Asked what his own dream is, Vidas laughs: it hasn’t come true yet. He adds that his biggest dream was to study at Harvard. Now he has another one.

On being Lithuanian

“I don’t know how this will sound, but I’m going to say it. Sometimes you look at your life and wonder which spokes are the strongest. You see you’ve given a lot to your education and career, but I want to know about other things, too. For instance, I’m really interested in Lithuanian traditions and customs – I want Christmas and Easter to be more than just breaking a wafer or knocking eggs together. I want to go deeper and cherish those traditions in my family, pass them on to my children,” Vidas says.

He fills in the gaps in this area by conversing with Prof. Libertas Klimka, who comes to visit and talks about Lithuanian traditions and celebrations.

Vidas says the issue of being Lithuania is important to him more generally. He remembers one occasion at Harvard when he was watching a comedy show with a group of friends.

One of the comedians started detailing what the countries of Poland, Czech Republic and Latvia are like. On the topic of Lithuania, he theatrically asked where that country was, which made Vidas’s classmates laugh.

Back in Lithuania, Vidas wrote to each one to ask what their favourite number was. They answered.

Then he when to a sporting goods store and bought the jerseys of the Lithuanian national basketball team with his friends’ surnames and favourite numbers written on them. When he returned to the business school, he presented each one with their own jersey.
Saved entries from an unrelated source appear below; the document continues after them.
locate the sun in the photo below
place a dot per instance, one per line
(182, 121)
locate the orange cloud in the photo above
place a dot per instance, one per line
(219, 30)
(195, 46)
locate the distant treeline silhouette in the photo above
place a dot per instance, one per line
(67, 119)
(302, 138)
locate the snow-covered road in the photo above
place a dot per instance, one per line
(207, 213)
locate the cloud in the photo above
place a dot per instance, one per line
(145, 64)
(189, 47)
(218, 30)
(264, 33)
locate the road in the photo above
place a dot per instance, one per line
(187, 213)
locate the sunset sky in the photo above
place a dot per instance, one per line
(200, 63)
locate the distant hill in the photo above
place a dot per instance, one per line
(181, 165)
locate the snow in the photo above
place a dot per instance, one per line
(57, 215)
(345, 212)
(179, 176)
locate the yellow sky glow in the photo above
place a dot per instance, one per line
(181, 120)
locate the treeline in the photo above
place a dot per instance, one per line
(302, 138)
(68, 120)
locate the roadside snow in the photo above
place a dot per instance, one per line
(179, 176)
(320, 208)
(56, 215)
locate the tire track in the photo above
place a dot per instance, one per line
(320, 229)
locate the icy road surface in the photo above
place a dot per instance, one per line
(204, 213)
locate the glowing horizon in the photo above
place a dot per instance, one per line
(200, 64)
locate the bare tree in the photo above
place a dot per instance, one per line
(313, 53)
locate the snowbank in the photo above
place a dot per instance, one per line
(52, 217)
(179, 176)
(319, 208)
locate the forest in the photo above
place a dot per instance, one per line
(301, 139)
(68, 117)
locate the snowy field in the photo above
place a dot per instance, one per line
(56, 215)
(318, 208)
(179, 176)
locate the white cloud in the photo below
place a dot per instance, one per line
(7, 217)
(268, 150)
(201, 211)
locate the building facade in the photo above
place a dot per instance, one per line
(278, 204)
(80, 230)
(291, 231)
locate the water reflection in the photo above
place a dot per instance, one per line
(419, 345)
The classmates all put them on and went together to a lecture. When the professor noticed, he asked what it was all about, and one of them answered: Lithuania.
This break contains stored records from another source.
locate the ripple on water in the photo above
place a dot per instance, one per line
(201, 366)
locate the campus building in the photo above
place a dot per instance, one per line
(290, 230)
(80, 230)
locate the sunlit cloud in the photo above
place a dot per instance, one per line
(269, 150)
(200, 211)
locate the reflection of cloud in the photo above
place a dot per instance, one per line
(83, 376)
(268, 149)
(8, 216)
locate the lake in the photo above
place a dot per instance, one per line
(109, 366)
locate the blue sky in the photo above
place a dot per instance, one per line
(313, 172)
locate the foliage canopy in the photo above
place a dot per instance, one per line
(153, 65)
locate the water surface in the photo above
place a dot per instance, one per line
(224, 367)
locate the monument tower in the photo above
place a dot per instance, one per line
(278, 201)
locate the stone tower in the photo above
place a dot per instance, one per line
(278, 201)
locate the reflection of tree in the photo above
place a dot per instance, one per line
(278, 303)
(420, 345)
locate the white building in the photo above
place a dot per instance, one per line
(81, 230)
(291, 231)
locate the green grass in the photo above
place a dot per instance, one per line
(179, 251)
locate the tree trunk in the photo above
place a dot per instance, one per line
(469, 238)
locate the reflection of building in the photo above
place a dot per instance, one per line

“And all of a sudden 160 people found out what and where Lithuania is. I think we can all bring Lithuania to others – through the communities and other circles we form part of. Now we’re making plans for a class reunion, and guess where it’s going to be,” Vidas asks.

The answer is more than clear: in Lithuania.

Dream and you’ll get ahead

Returning to the topic of intellectual conversations that enrich your personality, Vidas says that with friends’ families they have gatherings and invite interesting speakers: Vladas Vitkauskas, Paulius Kovas, Alfredas Bumblauskas, and sometimes other less well-known but no less interesting experts in their fields. They spend a few days in discussion. Their children of course also take part in the gatherings.

Our interviewee says he is convinced that “in ways like child develop an understanding of what being Lithuanian means, and at their ambitions in life start to take shape.” “That also happens through little things. For example, every night before going to bed, my daughters and I tell each other a phrase of encouragement. It goes like this: “Dream, strive, think and work a lot, and you will always get ahead.” The older girl, who’s seven, says the same. The little one, who’s three, just says: “Dream and you’ll always get ahead.”